It goes without saying that we live in a world where data is more valuable than oil, we like to think that most of this data is locked in the secure servers of the many private companies that collect it. Anyone who hasn’t been sleeping for the past decade also realizes that those servers are not immune from attack. We’ve seen big breaches including: Target, Home Depot, and Equifax, among others. We also ‘give’ our data away in return for advertisers to target their ads on the platforms that have become a part of our daily life. With the rise of all of this data, there are also data brokers who provide your data, as a service, to whoever wants it. This is nothing new. Back in the day there were big yellow phone books, 411, directories, public records offices etc. where a skilled sleuth could gather information. Nowadays it’s just much easier, and can all be done from the computer.
In fact, doing some research into my towns history I uncovered the early 20th century version of status updates which were posted in the newspaper. They provide one or two sentence breakdowns of the major happenings around town. This way the whole town knows that Elston Slater hit himself so hard in the face while cutting wood that his teeth became loose.
As an exercise, I wanted to see how much of this data I can harvest on the residents of my small, New Jersey town. I don’t know every mailing address in my town, but luckily the United States Department of Transportation released the NAD (National Address Database) which can be used to get all of those postal addresses. Next, I put together a basic scraper to reverse address search the addresses, gather all the information from the data broker, and put it into an SQL database. I will not mention the specifics of this project or post any related code, because I do not want to promote malicious use (e.g. doxxing) of the data by bad actors. My purpose in this article is to present what can be achieved with no money, an afternoon, and some basic coding knowledge.

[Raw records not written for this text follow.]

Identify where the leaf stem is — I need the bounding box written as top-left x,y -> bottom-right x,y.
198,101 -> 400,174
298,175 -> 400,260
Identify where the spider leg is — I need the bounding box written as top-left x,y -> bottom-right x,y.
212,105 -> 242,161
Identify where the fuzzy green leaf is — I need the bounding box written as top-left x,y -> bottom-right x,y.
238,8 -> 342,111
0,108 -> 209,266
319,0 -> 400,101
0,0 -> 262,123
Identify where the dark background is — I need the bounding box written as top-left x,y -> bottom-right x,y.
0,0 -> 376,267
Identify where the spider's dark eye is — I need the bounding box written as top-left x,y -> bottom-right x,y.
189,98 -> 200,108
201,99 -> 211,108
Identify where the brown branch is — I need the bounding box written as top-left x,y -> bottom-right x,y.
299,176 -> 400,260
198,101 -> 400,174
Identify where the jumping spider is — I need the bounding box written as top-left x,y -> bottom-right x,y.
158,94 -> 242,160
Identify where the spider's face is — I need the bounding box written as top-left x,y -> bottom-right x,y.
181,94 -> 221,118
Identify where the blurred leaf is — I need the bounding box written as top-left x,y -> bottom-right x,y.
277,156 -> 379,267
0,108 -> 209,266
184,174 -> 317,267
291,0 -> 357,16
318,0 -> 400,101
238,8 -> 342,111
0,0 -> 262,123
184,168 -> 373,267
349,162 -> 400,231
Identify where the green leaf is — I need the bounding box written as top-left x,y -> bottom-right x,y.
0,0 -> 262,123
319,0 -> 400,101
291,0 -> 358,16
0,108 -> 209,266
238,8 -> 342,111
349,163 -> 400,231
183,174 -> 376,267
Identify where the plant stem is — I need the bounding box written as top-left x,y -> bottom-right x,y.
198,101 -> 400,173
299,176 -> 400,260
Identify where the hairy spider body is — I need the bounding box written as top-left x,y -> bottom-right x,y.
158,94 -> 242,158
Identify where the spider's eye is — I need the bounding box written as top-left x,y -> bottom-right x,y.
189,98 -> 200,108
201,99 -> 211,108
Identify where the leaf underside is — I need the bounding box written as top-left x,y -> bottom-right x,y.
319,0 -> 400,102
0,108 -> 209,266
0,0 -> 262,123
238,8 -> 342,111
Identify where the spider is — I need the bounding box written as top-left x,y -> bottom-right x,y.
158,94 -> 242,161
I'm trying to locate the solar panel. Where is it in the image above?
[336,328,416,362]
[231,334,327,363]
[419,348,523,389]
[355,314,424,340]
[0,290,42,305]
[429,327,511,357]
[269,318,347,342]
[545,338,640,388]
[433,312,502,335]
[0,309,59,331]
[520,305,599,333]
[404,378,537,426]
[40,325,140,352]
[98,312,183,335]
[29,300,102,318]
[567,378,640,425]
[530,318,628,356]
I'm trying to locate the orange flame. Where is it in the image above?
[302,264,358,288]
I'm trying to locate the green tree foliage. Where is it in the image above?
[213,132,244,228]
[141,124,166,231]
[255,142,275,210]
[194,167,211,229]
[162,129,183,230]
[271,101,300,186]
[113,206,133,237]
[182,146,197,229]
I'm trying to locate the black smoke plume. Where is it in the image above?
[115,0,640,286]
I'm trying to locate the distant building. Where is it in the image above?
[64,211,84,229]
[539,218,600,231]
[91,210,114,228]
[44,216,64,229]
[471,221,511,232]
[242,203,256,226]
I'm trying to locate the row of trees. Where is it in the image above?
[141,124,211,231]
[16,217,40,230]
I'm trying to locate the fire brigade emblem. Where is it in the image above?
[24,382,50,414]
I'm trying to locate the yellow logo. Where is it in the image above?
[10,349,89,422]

I was able to obtain 27,555 records, on 25,212 past and present residents of my town. To put this into perspective, there were an estimated 9,356 residents in 2019. Although the quality of the data is not optimal (a lot of @ altavista emails and other data that looks outdated or estimated) I was able to obtain the length a person lived at a certain address, possible IP addresses, how many people lived in the home, education level, occupations, names, and phone numbers.
It’s important to note that you can opt-out of being listed on these data brokers sites and there are services that will do this for you (for a fee) such as privacyduck.